Installation view, Artspace in New Haven, 2009. Image courtesy of Steve Novick

Installation view, Artspace in New Haven, 2009. Photo: Kelly Jensen Photography

Painting X (detail), 32" x 11" x 2", Plastic, metal, tape. Image courtesy of Steve Novick

The show also allowed me to play with the "grouping" that I referred to in my earlier responses, and to consider the sweep and rhythm of work through the space at different eye levels. That might sound pedestrian, but it takes on an outsized importance when your (crowded) studio is less than 200 feet square, with a seven-and-a-half foot dormered ceiling.

How have you handled the business side of being an artist?

Installation view of Useful Things, NESADSU Project Space, 2003.
Image courtesy of Steve Novick

I've made every effort to document and present my work in a clear and professional manner.

I photograph my own work, and built my own website. I've assembled an e-mail list of curators, writers, and fellow artists, and keep them updated on a regular basis (but not too regular—I don't want them to think "Oh, god, not him again"). Usually, I send a message out when I update my site significantly (about once a year), or if I have a noteworthy exhibition.

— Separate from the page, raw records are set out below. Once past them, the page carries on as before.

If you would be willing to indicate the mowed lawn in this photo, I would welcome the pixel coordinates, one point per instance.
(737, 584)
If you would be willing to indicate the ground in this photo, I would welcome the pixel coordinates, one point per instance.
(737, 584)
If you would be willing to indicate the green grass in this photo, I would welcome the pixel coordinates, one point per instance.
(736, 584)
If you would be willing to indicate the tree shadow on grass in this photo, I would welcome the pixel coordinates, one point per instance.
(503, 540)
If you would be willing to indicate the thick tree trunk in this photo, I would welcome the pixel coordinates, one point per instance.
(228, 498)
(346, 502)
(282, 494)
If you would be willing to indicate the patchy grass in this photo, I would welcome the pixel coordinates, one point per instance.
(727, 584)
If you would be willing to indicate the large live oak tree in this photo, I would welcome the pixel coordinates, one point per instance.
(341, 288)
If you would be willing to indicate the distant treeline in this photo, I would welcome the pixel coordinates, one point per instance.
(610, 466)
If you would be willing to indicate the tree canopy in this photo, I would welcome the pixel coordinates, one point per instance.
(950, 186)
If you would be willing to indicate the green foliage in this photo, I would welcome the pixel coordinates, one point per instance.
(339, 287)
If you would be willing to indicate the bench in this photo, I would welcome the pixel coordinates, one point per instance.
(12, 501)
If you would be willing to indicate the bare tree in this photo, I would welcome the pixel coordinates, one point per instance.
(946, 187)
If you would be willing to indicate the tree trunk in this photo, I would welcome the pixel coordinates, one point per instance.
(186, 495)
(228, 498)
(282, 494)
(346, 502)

Cone, 6" x 6" x 6", Plastic, concrete, painted metal. Image courtesy of Steve Novick

I also submit my work more formally to curators at museums and non-profit galleries, including colleges and universities.

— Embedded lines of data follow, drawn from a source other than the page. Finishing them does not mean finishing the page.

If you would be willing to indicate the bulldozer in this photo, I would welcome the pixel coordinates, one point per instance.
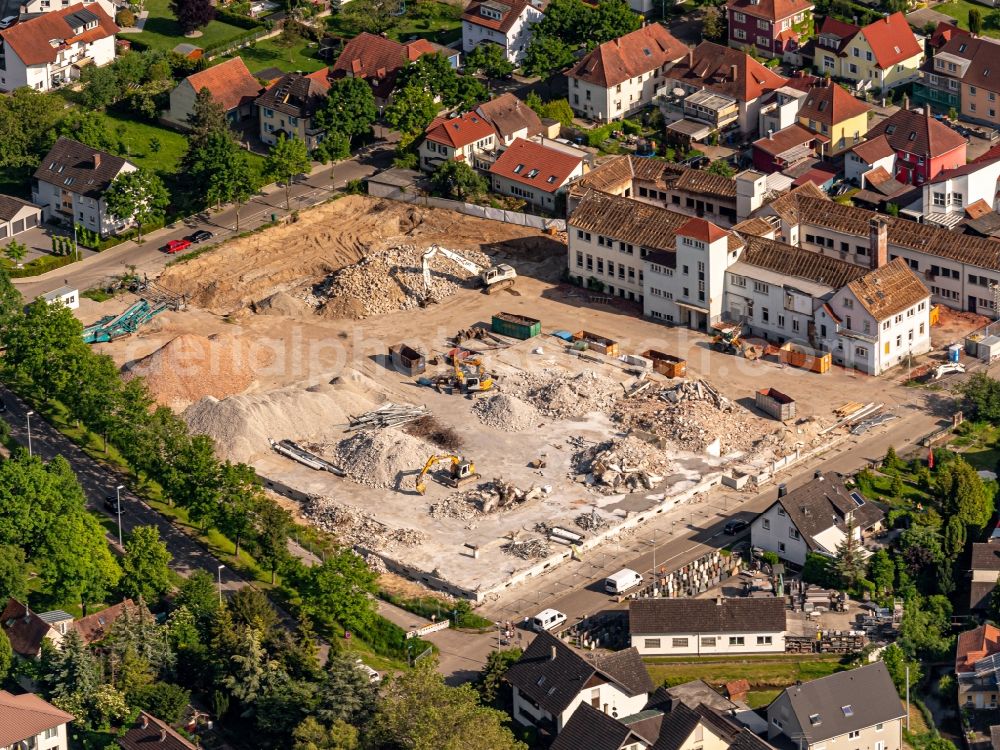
(461, 471)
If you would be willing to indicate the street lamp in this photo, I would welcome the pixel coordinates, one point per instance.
(28, 415)
(118, 494)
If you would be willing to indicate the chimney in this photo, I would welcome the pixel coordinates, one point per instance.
(878, 242)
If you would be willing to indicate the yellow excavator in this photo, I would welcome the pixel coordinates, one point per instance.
(462, 471)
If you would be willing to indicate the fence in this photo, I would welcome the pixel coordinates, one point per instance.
(469, 209)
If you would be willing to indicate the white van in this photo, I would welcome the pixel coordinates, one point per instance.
(548, 619)
(622, 581)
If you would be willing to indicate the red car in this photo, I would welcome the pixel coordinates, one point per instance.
(175, 246)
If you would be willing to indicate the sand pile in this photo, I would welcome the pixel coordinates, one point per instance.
(380, 458)
(506, 412)
(189, 367)
(241, 425)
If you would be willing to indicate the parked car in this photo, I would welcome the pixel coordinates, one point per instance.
(176, 246)
(735, 527)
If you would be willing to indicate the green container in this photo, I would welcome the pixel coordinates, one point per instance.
(516, 326)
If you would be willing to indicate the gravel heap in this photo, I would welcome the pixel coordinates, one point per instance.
(506, 412)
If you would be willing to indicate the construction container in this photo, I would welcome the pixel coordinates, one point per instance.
(597, 343)
(516, 326)
(805, 358)
(666, 364)
(407, 360)
(775, 404)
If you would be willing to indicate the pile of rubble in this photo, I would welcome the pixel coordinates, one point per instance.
(385, 281)
(356, 528)
(623, 465)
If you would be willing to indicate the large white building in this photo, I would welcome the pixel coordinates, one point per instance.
(50, 50)
(505, 23)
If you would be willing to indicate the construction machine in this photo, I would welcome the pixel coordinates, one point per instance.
(461, 471)
(493, 279)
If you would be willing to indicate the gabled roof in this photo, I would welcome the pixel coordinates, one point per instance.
(530, 163)
(508, 115)
(845, 702)
(711, 65)
(889, 290)
(638, 52)
(72, 166)
(891, 40)
(39, 40)
(461, 131)
(22, 717)
(830, 103)
(917, 133)
(229, 83)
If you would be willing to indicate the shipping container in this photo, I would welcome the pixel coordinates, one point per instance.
(666, 364)
(516, 326)
(597, 343)
(775, 403)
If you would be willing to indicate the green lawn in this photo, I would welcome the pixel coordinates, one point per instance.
(268, 53)
(959, 9)
(162, 31)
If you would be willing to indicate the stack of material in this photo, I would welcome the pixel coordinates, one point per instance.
(623, 465)
(356, 528)
(385, 281)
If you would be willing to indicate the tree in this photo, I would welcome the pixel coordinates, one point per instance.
(490, 59)
(192, 14)
(287, 158)
(138, 196)
(146, 565)
(15, 251)
(457, 180)
(419, 711)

As I'm currently without gallery representation—after eight years with OHT Gallery in Boston, which closed recently—keeping my work visible is even more important than before.

What are you working on right now?

Novick studio. Image courtesy of Steve Novick

I have several pieces percolating in my studio, but whether they'll amount to anything is an open question. A couple of things are reminiscent of plants; another resembles a birdhouse, and another a hat with too many holes in it.

Tell us about the awards and recognitions you received in the past.

I am a recipient of Pollock-Krasner and Massachusetts Cultural Council grants. I received a Somerville Arts Council grant this year.

Please provide links to reviews and publications about your work.

Are you currently showing in the Boston area? If so, where and when?

I'm part of a three-person show—Plastic Fantastic!, with Rob Rovenolt and Brian Zink—at Laconia Gallery in Boston, which runs through August 8. I'm also in a faculty drawing show at the Suffolk University Gallery in Boston, also through August 1.

Are you planning any exhibitions of your work in the near future?

Right now, my dance card is clear.

Painting VI, 12" x 15" x 5", Wood, acrylic paint, plastic, 2005.
Image courtesy of Steve Novick

Are you available for commissioned works? Representing gallery if any?

I'm happy to discuss commissions. Right now, I have no gallery representation.